From Der Spiegel, June 11:
Telegram is one of the world's most popular chat apps – and possibly the
most dangerous. There is little regulation of the platform, which is
popular with criminals and terrorists. Who is the mastermind behind it?
Pavel Durov squats shirtless in the lotus position on a hotel roof,
the skyline of Dubai stretching out in the background. The Instagram
photo, which looks like it could be one of thousands of other selfies
from random influencers, is one of the rare signs of life from one of
the world’s richest and most influential internet entrepreneurs. Some
call the 36-year-old "Russia’s Zuckerberg” because he founded the
Russian Facebook clone VKontakte in 2006. But his latest investment is
much more significant: Telegram, arguably the world’s most dangerous
messenger service.
Little is known about the Russian billionaire, who is considered to
be the richest person in his adopted home of Dubai. And what he does say
in public often sounds puzzling. "The outside world is a reflection of
the inside one,” he wrote as the caption under his Instagram photo.
Durov’s app is a global player, having been installed on 570 million
smartphones. Since the start of the coronavirus pandemic, the app has
been more popular than ever, and the messenger service is considered to
be one of the few communications platforms that can keep pace with
products from Silicon Valley. Millions of users switched this year from
WhatsApp to Telegram, including many in Germany.
But Telegram
isn’t just a WhatsApp with different roots. The service touts itself as a
platform that is beyond the reach of states and authorities, a place
where anyone can write and make whatever claim they want. This attracts
conspiracy theorists, like Germany’s "Querdenker” movement, right-wing
extremists, drug dealers and con artists. It doesn’t take much searching
to find a "hit list” with the names of members of the German parliament
on it. Counterfeiters use the app to peddle fake COVID-19 vaccination
cards, dealers use it to sell all kinds of drugs. Crimes are openly and
visibly planned and committed on Telegram. The app has become the
equivalent of a darknet in your pocket.
Every internet platform is faced with the question of where to draw
the line when it comes to freedom of expression and prohibited content.

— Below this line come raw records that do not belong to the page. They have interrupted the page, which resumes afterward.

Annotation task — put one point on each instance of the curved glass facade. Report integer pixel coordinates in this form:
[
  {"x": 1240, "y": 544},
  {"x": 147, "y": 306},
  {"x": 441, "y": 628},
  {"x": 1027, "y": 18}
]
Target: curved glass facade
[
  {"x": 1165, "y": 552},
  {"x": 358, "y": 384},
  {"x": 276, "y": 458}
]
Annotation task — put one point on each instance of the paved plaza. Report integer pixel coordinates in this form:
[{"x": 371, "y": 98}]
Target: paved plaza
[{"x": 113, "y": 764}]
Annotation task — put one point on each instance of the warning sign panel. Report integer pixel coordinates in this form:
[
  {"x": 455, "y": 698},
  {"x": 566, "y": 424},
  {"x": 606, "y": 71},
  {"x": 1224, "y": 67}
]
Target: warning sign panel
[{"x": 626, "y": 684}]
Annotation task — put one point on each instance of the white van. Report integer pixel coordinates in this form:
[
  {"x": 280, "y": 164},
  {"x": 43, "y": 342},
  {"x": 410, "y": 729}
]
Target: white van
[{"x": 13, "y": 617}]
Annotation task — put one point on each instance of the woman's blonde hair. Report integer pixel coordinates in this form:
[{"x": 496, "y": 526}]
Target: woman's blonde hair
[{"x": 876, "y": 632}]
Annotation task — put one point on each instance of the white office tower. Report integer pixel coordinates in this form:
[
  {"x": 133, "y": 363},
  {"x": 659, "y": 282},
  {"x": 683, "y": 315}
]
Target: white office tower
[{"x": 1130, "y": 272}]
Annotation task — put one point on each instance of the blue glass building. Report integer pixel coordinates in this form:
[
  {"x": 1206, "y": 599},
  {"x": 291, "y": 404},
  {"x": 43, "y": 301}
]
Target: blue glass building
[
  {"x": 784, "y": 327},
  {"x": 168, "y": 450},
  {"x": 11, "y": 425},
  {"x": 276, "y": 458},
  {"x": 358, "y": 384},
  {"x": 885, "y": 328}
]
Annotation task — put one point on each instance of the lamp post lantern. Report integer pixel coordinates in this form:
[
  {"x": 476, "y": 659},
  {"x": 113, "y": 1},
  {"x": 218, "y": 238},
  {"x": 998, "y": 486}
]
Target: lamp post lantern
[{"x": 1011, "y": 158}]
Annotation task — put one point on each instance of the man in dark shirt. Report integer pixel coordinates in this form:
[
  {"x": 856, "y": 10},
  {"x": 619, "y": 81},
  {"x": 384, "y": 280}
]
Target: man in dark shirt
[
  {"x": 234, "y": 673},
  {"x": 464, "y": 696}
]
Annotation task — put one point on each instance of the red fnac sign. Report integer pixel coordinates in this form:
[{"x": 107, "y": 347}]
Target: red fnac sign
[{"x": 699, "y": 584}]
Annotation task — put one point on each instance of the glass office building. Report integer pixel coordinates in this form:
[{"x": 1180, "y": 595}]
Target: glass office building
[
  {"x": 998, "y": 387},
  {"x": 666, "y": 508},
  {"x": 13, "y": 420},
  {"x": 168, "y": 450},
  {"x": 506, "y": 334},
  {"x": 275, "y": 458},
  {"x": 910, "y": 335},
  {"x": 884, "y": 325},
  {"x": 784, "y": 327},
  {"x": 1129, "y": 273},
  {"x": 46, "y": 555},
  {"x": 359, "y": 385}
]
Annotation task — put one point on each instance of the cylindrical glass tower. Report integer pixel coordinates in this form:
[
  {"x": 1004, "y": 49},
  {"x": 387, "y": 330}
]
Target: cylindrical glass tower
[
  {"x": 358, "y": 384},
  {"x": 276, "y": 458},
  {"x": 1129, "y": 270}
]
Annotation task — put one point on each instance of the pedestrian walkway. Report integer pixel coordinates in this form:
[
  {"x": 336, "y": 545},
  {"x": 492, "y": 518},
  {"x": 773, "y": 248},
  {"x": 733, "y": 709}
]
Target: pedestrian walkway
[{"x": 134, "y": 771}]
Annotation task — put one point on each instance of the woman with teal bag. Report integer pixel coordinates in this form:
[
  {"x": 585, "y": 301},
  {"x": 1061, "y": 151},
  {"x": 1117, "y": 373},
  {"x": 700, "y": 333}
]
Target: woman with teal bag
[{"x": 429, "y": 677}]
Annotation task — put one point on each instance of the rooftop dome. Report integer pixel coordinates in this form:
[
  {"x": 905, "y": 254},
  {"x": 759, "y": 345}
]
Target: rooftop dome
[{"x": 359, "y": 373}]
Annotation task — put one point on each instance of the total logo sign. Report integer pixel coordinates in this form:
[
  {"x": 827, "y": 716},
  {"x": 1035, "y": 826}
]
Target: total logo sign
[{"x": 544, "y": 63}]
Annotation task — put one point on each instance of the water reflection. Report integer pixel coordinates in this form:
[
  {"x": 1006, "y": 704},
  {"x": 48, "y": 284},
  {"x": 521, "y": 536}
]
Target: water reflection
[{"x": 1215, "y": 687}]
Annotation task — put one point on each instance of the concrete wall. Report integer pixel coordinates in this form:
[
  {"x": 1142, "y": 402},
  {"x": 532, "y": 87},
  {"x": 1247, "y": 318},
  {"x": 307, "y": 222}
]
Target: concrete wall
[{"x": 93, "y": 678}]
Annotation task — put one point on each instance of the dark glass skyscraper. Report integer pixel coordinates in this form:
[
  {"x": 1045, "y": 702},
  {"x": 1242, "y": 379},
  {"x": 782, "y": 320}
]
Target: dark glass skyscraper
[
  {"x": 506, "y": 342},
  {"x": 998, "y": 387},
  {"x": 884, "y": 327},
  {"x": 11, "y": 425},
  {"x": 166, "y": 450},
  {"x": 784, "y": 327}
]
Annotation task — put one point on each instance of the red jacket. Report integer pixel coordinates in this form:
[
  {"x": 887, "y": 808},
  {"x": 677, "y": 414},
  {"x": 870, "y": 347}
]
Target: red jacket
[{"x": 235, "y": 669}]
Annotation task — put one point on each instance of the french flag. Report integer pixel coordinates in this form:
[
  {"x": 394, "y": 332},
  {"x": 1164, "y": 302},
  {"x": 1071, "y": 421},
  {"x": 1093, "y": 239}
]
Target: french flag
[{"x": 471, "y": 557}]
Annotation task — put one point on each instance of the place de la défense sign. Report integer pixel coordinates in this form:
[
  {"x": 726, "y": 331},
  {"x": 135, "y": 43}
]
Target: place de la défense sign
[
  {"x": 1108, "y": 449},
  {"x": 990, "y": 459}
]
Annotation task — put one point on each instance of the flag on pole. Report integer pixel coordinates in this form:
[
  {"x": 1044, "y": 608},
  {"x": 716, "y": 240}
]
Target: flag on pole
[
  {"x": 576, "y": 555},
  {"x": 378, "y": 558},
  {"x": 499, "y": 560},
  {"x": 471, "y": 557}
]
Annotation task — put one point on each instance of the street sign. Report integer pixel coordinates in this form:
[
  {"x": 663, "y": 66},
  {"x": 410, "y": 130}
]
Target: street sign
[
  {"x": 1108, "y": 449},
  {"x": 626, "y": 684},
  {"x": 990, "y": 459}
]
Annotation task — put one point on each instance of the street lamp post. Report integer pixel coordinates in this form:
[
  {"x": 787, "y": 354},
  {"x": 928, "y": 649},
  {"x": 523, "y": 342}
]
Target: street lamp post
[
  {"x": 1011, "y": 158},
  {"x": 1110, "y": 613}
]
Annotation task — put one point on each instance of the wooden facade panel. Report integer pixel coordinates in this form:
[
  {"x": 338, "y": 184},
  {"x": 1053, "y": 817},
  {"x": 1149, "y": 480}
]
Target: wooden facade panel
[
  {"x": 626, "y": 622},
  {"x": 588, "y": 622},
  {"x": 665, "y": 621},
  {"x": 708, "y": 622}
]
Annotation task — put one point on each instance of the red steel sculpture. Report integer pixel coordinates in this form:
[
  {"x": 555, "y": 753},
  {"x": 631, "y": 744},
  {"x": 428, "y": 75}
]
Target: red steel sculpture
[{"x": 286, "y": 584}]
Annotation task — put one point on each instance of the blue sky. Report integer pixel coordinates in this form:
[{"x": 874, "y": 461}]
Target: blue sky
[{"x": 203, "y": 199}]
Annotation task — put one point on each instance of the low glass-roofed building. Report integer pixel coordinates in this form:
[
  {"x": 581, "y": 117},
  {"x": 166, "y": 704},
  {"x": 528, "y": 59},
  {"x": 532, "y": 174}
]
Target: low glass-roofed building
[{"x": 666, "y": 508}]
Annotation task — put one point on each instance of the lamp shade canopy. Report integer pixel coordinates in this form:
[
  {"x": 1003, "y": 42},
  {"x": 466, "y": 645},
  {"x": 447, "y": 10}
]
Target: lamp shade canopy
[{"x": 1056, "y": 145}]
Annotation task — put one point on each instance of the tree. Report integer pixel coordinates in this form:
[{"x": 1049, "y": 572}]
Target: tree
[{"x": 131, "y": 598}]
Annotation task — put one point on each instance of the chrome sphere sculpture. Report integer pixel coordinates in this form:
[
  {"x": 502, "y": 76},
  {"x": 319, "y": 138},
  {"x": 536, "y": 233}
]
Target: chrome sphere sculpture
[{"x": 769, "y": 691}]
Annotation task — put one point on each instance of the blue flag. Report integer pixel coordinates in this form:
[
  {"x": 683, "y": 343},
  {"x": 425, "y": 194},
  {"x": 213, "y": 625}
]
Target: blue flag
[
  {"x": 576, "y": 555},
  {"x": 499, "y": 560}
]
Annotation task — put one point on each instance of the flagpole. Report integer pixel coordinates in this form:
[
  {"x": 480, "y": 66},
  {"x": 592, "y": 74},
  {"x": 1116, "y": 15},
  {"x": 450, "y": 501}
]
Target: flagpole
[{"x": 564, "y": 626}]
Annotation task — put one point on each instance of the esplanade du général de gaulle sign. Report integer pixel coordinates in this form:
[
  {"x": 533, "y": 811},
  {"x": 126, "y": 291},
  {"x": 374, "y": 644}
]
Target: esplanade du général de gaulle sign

Following the last U.S. election, Twitter decided to ban Donald Trump
from the service for the long term, and Facebook stepped up its
crackdown on hate speech. Durov’s Telegram, though, only sporadically
deletes content.
The authorities are powerless, because Durov denies them access to
user data. He has set up an opaque web of companies that is difficult to
penetrate and makes government access even harder. The old and rarely
true saying about the internet being a lawless place really does apply
to Telegram. Durov has registered companies in the Virgin Islands and
Belize. "Me myself, I’m not a big fan of the idea of countries,” he told
the New York Times in 2014.
Other services cooperate with the authorities in response to judicial
requests. For years, though, German prosecutors didn’t even know what
address to use to reach Telegram.
There is now an address in
Dubai, but investigators told DER SPIEGEL that there is no point in
sending inquiries there. They say that they have never received a
response from the company when trying to find out who is behind an
account on which crimes are being committed. And Telegram is proud of
that fact, writing on its website: "To this day, we have disclosed 0
bytes of user data to third parties, including governments.”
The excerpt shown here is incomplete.